Heath glanced at me. “Remember what I said the first time I met you, babe?”
I frantically searched my mind.
“Keltan’s a shit shot anyway.”
Heath seemed to sense I’d found it, the memory.
“I was lyin’, babe,” he said meaningfully.
I was aware enough, through everything, what he was trying to get at. My life depended on it.
I looked to Keltan, who nodded stiffly once.
“Still,” he ordered, his voice soft. Heartbreakingly so.
I immediately closed my eyes and did just that—still.
The bang of a gunshot in a small space was enough to burst an eardrum. The roar in my ear was so painful it felt like my head was going to explode. My eyes seemed to flash with patches of white as two more shots bounced through the space, chattering my teeth with their force.
I didn’t get to still my frantic heart as to who fired those shots and who they hit because I tumbled to the ground, wet blood spurting down my head. And because of the dead weight on me, I slammed painfully into the inconsiderably uncarpeted floor.
And then there was nothing.
“That’s withholding evidence,” Detective Max accused, snatching the paper from my hands to run his eyes over it.
The manifest that had almost gotten me shot. I was more than happy to be rid of it.
“Not withholding,” I said. “I was just holding. So, I could give it straight to you. Before you snatched it, of course,” I added.
The corner of Keltan’s mouth tipped up beside me, despite murderous being the mood of choice since this whole thing began.
Considering this ‘whole thing’ meant two men trying to kidnap me, hitting me and him having to end up shooting moustache guy point blank, with me inches away, it was a wonder his mouth could even move that much at all. He’d had constant contact with me since the moment I’d regained consciousness in his arms with his calm yet frantic voice.
“Baby, I need you to wake up. Now,” he’d ordered through the fogginess of my head.
I’d blinked against the painful stars in my vision. “Are you really ordering me not to be unconscious?” I’d snapped, though my ears were still ringing so I didn’t know if it was a yell or a whisper.
“I fuckin’ do if my last waking image of you is with a gun to your head, and then I had to watch you tumble to the ground after a bullet was fired,” he’d clipped, his voice dancing with demons. With chaos.
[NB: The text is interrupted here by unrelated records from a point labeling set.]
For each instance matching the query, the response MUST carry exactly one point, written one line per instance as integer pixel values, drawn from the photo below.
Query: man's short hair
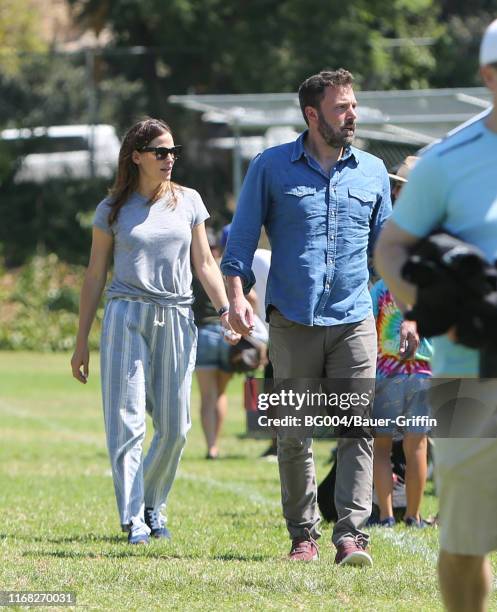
(313, 89)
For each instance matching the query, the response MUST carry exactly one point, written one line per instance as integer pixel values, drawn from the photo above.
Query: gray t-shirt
(152, 247)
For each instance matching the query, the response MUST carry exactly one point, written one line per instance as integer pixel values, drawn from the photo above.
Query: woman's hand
(229, 334)
(81, 359)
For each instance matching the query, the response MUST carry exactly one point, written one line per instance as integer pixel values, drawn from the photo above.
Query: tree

I’d tried to push myself up, but I couldn’t because his arms circled me to gently and effortlessly bring me to his chest. I didn’t protest, fearing I would topple over, or at the very least throw up if I tried to stand.
Especially with a partially headless corpse in such close proximity.
“Well you’re the one who fired the gun,” I’d said, trying not to look at the corpse again. Three was enough in a lifetime. “I’d hoped you were at least sure that the bullet didn’t hit me.”
His jaw had flexed, as had his arms around me as he carried me to the front doors, illuminated by flashing lights.
“Better late than never,” he’d muttered to the lights. Then he’d focused on me. “Would never have taken the shot if there was a prospect that the bullet would even fuckin’ brush the air you breathe,” he told me as the paramedics tried to bustle in. “Never. Surest shot I’ve ever taken,” he promised.
The small pocket of stillness after those words momentarily numbed everything but the pain in my soul from the demons in his eyes.
Then the rubber band snapped back.
Chaos was an understatement. Police had swarmed everywhere, but not a single one talked to me. I was to be taken to the hospital. Keltan did not budge on that, and I didn’t argue. Because I knew the demons he was dancing with.
So, I went.
I was fine.
Apart from a bruised cheek, a split lip and a mild concussion.
Obviously to Keltan, that wasn’t fine. Just like the broken arm after the car bomb wasn’t ‘okay.’
Heath had gotten the other guy. He was in police custody.
“Should’ve killed the coward for winging me,” he’d muttered, stitching up his bullet wound at the offices we’d gone back to after everything.
Yes, he was stitching up his own bullet wound. Because it was “only a flesh wound. I get worse cuts while shaving. Or in bed.”
Crazy kiwi guys.
And that’s where Keltan had finally allowed the police to speak to me. In the offices. After, of course, I’d spoken to him and told him what they were after—the manifests I was now handing Max.
To say he wasn’t happy I’d kept it from him was an understatement, but I guessed I got a bit of a free pass from the full extent of his rage considering the whole “almost got shot” thing.